Parmi les autres projets, celui sur la logistique du dernier kilomètre, sur lequel nous travaillons avec FlexiModal, basé à Cesson-Sévigné, qui conçoit des solutions de cyclologistique.
Et le reste du monde ?
L’Europe affiche une trajectoire de décarbonation très forte, se positionnant dans la compétition de l’économie verte. Sur le plan réglementaire, elle se distingue par une impulsion que l’on ne retrouve pas sur d’autres continents. En innovation pure, l’Europe doit faire face à une concurrence acharnée.
La Chine a pris une nette avance dans le domaine de l’électrique.

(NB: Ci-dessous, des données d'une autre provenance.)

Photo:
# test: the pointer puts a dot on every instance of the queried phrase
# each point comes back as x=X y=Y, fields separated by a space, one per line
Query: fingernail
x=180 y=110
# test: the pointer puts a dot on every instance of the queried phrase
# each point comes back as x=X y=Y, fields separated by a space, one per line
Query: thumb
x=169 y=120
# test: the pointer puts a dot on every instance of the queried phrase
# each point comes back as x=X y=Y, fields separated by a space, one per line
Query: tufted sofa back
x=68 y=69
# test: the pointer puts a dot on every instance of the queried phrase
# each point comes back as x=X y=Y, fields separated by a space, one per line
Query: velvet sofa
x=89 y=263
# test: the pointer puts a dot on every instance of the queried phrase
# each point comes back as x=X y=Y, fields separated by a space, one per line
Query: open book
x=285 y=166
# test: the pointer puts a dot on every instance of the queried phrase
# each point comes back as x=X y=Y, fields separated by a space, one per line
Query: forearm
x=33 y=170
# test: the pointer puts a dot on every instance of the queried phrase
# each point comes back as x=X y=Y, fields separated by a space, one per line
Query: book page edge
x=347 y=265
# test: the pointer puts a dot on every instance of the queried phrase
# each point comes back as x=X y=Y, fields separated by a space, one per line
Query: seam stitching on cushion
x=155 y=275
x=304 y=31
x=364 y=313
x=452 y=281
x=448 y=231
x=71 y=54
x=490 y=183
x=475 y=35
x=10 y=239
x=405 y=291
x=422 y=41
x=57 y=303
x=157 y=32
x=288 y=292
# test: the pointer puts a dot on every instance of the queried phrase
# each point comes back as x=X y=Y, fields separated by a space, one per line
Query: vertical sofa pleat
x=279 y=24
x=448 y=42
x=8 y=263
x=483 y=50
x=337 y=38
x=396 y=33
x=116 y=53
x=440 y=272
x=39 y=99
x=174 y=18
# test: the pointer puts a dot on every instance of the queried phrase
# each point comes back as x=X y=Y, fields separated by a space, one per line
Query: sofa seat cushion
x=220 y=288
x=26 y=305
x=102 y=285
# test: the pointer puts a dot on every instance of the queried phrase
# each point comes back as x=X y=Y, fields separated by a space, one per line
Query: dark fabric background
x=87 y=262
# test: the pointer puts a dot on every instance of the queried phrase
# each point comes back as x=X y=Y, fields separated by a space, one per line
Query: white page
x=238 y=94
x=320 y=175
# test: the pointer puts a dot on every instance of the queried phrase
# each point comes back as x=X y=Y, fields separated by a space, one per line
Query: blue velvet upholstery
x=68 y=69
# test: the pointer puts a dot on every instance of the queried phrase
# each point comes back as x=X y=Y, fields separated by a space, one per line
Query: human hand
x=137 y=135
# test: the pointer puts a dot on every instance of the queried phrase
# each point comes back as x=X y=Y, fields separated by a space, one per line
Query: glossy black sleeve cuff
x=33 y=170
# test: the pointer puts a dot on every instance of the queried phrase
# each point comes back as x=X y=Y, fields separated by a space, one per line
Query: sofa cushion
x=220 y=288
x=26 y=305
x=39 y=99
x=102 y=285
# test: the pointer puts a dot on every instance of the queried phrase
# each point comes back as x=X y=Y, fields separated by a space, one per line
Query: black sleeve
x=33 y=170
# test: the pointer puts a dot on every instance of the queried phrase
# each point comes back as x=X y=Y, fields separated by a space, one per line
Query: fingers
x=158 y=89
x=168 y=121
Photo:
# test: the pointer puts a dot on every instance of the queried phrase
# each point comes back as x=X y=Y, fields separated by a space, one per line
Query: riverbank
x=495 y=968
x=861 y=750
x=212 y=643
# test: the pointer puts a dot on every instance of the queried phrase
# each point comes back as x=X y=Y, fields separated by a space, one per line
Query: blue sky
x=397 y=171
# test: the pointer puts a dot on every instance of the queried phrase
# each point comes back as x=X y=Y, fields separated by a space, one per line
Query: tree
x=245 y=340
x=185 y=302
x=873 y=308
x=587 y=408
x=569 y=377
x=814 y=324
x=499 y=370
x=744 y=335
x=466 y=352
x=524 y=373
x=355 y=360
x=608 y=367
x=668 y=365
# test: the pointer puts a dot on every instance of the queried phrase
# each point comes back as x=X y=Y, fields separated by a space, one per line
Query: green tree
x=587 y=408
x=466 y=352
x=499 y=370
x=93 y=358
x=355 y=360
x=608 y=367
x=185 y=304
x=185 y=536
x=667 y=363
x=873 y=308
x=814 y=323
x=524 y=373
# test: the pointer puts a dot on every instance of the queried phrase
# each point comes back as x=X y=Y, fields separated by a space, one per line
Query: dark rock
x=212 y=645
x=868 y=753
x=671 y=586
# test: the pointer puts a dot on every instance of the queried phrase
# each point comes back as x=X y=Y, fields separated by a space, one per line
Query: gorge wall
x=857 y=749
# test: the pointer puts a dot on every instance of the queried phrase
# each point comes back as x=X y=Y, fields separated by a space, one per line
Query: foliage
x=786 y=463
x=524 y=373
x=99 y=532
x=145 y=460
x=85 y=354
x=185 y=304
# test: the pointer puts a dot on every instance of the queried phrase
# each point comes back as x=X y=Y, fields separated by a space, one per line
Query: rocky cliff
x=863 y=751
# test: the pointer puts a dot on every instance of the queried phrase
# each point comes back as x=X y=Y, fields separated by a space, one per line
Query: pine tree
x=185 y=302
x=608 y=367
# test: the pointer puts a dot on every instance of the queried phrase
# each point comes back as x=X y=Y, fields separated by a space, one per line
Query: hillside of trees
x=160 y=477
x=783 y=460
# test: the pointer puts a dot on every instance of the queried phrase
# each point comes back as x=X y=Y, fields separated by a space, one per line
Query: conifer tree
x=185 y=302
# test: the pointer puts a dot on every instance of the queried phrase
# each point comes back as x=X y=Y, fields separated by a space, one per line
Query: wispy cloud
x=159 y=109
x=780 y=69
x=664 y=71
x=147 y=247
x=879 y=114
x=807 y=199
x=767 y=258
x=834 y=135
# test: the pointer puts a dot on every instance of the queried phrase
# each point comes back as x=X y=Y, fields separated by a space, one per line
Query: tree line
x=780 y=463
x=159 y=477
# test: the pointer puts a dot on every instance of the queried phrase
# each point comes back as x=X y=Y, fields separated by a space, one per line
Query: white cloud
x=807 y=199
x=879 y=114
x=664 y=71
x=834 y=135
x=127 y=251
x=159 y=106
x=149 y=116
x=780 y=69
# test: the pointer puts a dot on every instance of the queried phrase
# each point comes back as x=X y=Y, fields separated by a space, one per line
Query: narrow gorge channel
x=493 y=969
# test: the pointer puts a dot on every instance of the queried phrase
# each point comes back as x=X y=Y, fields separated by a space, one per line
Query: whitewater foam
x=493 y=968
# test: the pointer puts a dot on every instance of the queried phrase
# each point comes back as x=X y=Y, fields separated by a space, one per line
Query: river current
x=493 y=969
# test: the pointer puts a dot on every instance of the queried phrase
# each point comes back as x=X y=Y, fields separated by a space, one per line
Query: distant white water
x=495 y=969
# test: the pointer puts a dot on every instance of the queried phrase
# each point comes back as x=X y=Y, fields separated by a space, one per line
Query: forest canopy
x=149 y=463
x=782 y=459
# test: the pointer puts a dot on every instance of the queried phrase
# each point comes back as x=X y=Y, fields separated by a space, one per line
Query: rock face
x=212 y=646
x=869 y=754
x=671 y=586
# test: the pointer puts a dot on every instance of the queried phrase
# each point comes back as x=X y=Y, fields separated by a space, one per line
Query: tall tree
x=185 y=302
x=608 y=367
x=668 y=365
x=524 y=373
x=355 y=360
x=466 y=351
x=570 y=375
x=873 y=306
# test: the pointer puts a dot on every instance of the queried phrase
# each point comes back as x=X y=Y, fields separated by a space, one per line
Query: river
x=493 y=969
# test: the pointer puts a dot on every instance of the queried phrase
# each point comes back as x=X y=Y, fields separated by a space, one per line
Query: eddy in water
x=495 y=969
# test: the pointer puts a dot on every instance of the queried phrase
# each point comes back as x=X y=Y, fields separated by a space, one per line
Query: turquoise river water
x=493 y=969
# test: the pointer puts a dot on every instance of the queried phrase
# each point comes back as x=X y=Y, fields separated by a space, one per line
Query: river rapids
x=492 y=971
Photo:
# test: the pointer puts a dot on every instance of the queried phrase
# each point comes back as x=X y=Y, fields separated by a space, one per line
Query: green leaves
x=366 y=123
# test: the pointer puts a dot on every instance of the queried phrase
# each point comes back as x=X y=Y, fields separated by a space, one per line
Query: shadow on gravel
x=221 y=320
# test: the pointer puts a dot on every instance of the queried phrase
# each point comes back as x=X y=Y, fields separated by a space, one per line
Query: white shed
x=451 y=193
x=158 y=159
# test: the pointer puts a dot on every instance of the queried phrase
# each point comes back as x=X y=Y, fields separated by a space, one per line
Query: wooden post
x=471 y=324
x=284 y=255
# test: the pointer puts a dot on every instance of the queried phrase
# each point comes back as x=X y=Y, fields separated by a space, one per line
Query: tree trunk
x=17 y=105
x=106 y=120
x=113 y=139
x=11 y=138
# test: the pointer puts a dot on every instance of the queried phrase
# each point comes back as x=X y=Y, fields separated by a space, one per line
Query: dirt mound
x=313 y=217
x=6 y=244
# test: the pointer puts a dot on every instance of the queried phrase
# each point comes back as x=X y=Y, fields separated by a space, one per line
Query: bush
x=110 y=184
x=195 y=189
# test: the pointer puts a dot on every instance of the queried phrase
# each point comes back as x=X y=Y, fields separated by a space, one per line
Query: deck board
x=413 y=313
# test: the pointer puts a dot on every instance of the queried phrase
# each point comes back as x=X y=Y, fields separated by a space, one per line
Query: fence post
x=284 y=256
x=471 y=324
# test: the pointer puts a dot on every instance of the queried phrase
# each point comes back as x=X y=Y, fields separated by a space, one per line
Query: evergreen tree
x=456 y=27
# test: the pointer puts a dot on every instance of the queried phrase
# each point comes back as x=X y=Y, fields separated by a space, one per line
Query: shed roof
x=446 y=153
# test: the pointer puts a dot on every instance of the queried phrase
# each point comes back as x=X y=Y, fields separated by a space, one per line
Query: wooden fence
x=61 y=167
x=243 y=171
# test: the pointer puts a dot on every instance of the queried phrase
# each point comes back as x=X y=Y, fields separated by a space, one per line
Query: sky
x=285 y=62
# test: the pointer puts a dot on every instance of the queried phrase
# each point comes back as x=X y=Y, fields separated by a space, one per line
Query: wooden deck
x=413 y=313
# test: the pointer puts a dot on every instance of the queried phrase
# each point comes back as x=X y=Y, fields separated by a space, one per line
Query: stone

De même, les États-Unis se distinguent dans la digitalisation, avec des initiatives telles que les tests de taxis autonomes à San Francisco, même si des dysfonctionnements ont été constatés.
Bonus
Un mot sur votre parcours ?
J’occupais le poste de responsable programme chez un équipementier automobile, avant de rejoindre ID4Mobility (à l’époque ID4Car) en 2007, un des premiers recrutés, j’étais chargé des projets innovants. Puis, j’ai codirigé le pôle et pris la direction d’Excelcar (cocréé par le pôle, Excelcar est un fablab industriel installé à La Janais, ndlr) . En 2015, l’ancienne directrice et le conseil d’administration m’ont proposé la direction générale.
Un lieu ? J’aime tellement la nouveauté, que c’est le prochain que je vais découvrir.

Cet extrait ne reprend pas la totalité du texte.